A tradução de "A suspeita é" nestes casos é "Não foi comprovado". 

O Diário de Pernambuco oferece outra descrição, fala que Rones foi "...acusado de utilizar a filosofia naturista para cooptar, recrutar e fotografar crianças nuas, muitas vezes em posições sensuais."

Vamos traduzir. "Muitas vezes em posições sensuais" quer dizer, "Muitas outras vezes não, e não passava disso."

E há a afirmação de que os pais de 100 crianças permitiram as fotos. Se alguém em Paraíba queira fabricar pornô, não duvido que encontraria um ou outro pai que venderia suas filhas - a prostituição infantil é um problema lamentavelmente endêmico no país. Mas pais de 100 crianças? Numa praia com um número limitado de freqüentadores fiéis? Você acredita? 

Agora, o assunto de abuso. Lendo as matérias na Internet, há uma falta notável de afirmações das próprias crianças de que foram abusadas. Ouvimos - de novo de O Globo - de que "Testemunhas disseram ainda que os menores também eram vítimas de abusos sexuais praticados por Sousa." Que testemunhas são estas, e como eles saberiam? 

- São inúmeras as fotografias de crianças que, em tese, primeiramente eram levada para Tambaba, para se customizar a situação naturista.
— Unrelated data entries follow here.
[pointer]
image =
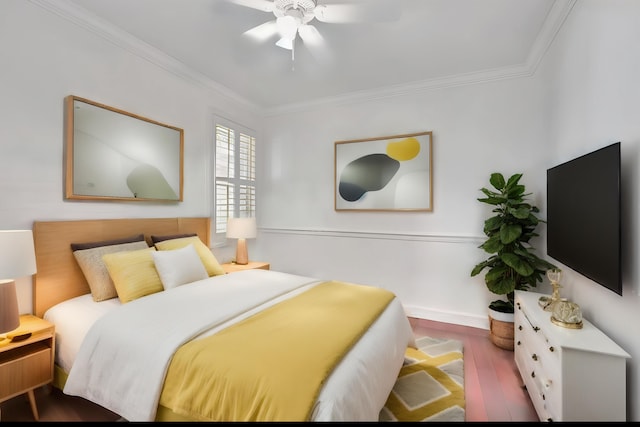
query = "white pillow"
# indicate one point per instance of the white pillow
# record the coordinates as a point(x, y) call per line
point(179, 266)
Depois, seguiam para a residência do investigado, onde eram fotografadas e abusadas sexualmente - salienta o promotor. (Promotor de GAECO Octávio Celso Gondim Paulo Neto)
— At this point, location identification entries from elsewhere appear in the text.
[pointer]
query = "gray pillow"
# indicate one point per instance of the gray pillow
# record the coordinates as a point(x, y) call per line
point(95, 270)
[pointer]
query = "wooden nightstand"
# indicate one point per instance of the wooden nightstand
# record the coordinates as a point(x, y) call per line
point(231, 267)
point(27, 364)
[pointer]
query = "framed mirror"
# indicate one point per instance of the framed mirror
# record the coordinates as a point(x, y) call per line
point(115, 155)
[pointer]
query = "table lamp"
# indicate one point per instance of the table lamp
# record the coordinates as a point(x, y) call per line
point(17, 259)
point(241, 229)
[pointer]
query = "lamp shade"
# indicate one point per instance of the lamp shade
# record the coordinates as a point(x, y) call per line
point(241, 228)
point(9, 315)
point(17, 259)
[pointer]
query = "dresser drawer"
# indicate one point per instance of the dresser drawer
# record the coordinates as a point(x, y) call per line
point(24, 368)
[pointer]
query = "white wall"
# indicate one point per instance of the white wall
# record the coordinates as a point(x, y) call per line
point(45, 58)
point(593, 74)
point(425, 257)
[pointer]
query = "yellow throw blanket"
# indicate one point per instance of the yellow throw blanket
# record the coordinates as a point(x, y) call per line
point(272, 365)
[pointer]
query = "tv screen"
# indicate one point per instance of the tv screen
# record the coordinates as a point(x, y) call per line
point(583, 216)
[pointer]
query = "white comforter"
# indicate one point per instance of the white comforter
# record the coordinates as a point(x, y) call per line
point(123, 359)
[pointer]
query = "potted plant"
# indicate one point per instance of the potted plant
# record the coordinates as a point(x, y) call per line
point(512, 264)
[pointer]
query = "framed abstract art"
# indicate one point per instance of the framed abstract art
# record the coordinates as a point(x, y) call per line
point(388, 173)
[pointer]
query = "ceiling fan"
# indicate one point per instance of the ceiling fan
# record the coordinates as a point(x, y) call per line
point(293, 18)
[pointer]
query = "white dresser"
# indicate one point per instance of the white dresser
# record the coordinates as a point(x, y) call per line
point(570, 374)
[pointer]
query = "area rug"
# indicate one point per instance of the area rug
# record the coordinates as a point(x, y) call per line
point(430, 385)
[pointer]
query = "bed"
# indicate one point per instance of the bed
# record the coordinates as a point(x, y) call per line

"Em tese" é outra vez, palavra-código para "não foi comprovado". 

O Globo termina a matéria com uma das afirmações de sempre, para impor uma pátina de seriedade: "Sousa era investigado havia cinco meses."

Imagine. A policia ouve que alguém está comendo criancinhas, e deixe ela continuar durante cinco meses, e neste tempo todo, não consegue o prender em flagrante. Dá para acreditar? No caso Colina do Sol, a polícia também afirmou que estavam investigando faz seis ou oito meses, e uma leitura do inquérito mostra que isso, também, foi mentira. No caso de Rones, as reportagens dizem que ainda vão investigar se as fotos de Rones saíram em sites. Se não determinaram isso ainda, que diabos estavam fazendo durante cinco meses? 

O antipático sr. Rones

Não sei se eu cheguei a conhecer sr. Rones, quando passei em Tambaba no congresso INF-FNI em 2008, na ilusão de que entre os naturistas encontraria apoio para Dr. André Herdy. 

Sr. Rones, até onde eu sei, não fez nenhuma gesto ou palavra de apoio ao Dr. André. Além disso, ouço que ele militava contra homens solteiros e homossexuais na praia. A discriminação contra homossexuais é mais uma manifestação da intolerância ora contra judeus, bruxas, negros, anarquista, comunistas - e agora contra quem é acusado de pedofilia. Alguém que conhece bem o lugar e o homem, disse que ele constantemente fiscalizava o comportamento dos outros na praia, brigando com quem não se encaixava na sua visão rígida de naturismo. 

Não conheço Rones, pouco conheço Tambaba. Culpado ou inocente, o homem tem o direto de ser considerado inocente até julgado. A prisão na televisão, com coletivas da Promotoria, já impõe uma condenação na opinião pública que nenhum veredicto nunca vai apagar. O que foi mostrado das evidências até agora é de fragilidade extrema. Se, eventualmente, encontram provas mais robustas, pode ser que isso condene Rones - mas ainda assim, não inocenta a polícia e o GAECO de ter agido numa maneira criminal agora na prisão espetacular dele. 

Obs; o texto acima foi reduzido pela edição do jornal OLHO NU.